Dikutip dari Komisioner KPU Sijunjung, Bayu Agung Perdana; Plt. Kepala Pusdiklat MK Nanang Subekti menyebut Bimtek ini digelar MK seiring karena waktu terbatas, hanya mengundang penyelenggara Pemilu yakni KPU dan Bawaslu. Seharusnya diundang juga Bakal Calon Kepala Daerah, namun karena belum ditetapkan maka diundang Partai Politik, begitu juga dengan perwakilan Advokat.

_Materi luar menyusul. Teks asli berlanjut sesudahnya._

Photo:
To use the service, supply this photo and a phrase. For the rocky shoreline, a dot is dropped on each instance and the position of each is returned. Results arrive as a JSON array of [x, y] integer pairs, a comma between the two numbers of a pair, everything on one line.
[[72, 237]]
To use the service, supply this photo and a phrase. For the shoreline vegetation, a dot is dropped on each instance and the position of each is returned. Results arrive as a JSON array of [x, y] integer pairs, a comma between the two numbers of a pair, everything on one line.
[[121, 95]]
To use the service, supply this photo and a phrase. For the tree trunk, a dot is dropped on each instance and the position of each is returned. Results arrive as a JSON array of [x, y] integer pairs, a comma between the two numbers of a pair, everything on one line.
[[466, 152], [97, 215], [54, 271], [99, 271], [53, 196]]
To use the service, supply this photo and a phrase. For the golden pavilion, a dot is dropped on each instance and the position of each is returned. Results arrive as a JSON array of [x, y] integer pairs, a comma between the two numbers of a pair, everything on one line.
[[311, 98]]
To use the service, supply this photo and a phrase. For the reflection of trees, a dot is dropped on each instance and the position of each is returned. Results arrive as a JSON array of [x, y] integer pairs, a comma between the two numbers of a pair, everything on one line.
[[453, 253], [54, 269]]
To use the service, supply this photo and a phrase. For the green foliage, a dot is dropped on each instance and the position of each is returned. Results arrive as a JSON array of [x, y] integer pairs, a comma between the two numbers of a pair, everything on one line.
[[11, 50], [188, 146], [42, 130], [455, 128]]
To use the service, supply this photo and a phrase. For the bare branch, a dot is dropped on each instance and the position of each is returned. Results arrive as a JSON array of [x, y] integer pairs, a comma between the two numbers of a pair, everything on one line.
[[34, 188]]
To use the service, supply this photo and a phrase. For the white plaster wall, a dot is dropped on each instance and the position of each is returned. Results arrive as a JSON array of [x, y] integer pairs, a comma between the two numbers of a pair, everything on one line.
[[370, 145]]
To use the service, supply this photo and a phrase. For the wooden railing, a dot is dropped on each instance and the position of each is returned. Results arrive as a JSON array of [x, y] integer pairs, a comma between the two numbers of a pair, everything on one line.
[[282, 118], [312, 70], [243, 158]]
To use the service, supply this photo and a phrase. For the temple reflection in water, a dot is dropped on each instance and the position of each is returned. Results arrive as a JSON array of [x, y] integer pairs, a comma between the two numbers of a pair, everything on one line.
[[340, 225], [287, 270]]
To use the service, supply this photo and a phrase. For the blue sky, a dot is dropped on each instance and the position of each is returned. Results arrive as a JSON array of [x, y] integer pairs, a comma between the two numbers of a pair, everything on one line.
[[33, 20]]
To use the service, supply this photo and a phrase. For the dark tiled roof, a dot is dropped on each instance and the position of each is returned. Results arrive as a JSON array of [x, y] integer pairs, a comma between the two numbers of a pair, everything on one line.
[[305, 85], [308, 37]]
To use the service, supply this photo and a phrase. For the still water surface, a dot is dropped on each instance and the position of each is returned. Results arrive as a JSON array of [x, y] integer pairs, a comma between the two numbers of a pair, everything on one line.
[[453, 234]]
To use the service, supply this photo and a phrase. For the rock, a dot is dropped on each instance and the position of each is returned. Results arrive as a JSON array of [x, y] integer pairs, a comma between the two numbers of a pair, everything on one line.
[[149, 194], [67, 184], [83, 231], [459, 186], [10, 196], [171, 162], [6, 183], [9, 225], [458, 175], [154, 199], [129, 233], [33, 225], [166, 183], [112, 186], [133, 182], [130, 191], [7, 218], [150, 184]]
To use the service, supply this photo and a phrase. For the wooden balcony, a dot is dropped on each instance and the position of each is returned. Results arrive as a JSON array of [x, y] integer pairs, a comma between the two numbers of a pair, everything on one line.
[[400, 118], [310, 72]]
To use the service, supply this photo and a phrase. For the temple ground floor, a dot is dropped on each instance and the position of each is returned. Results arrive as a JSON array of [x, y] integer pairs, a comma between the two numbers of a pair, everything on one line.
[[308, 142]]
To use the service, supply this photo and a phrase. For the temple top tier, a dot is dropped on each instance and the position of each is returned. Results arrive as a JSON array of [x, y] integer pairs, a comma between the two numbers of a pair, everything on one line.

Adapun materi yang akan disampaikan diantaranya; Hukum Acara Perselisihan Hasil Pemilihan Gubernur, Bupati dan Wali Kota Tahun 2024, kemudian Materi Potensi Sengketa Perselisihan Pemilihan Kepala Daerah yang diberikan langsung oleh KPU RI, dilanjutkan Materi Mahkamah Konstitusi dan Dinamika Penanganan Perkara Perselisihan Hasil Pemilihan Gubernur, Bupati dan Walikota Tahun 2024.
Dilanjutkan Materi tentang Mekanisme, Tahapan dan Jadwal Penanganan Perkara Perselisihan Hasil Pemilihan Gubernur, Bupati dan Walikota Tahun 2024, disusul Materi Sistem Informasi Penanganan Perkara Elektronik, kemudian Materi Teknik Penyusunan Jawaban Termohon dalam Perselisihan Hasil Pemilihan Kepala Daerah Tahun 2024, terakhir ada Materi Praktek jawaban termohon yang akan diampu langsung oleh panitia bersama panitera muda dan asisten ahli hakim konstitusi.
Nanang Subekti berharap kegiatan ini dapat meningkatkan pemahaman penyelenggara pemilu dalam hukum acara perselisihan hasil di Mahkamah Konstitusi.
Kemudian, dalam sambutan Ketua KPU RI, Muchammad Afifuddin mengakui sejak tahapan Pemilu 2024 dimulai, penyelenggara akan tertatih dengan tahapan keserentakan.
Buktinya, begitu tahapan Pemilu Nasional belum selesai, sudah langsung melaksanakan tahapan Pilkada. Saat ini, sedang berlangsung persiapan Pleno Penetapan DPT dan Penetapan Pasangan Calon.
“Hari ini juga baru dilaunching Tahapan Rekrutmen Petugas KPPS, dimana seluruh Indonesia akan dibentuk sekitar lebih 400.000 TPS serta diperlukan 3 jutaan petugas KPPS,” tuturnya.
Dikatakan Ketua KPU RI, yang paling segar dalam ingatan, Putusan MK Nomor 60 dan 70, jika KPU salah ambil sikap, maka situasinya belum tentu seperti hari ini. Saat itu ada kegiatan Konsolnas di JCC. Tepat sebelum penutupan Konsolnas, langsung digelar Konferensi Pers.
Saat itu disampaikan bahwa KPU akan ikut dengan Putusan MK. KPU membuktikan bahwa tidak ada satu huruf pun dalam Putusan MK termasuk pertimbangannya, yang akan dikurangi dalam draft PKPU.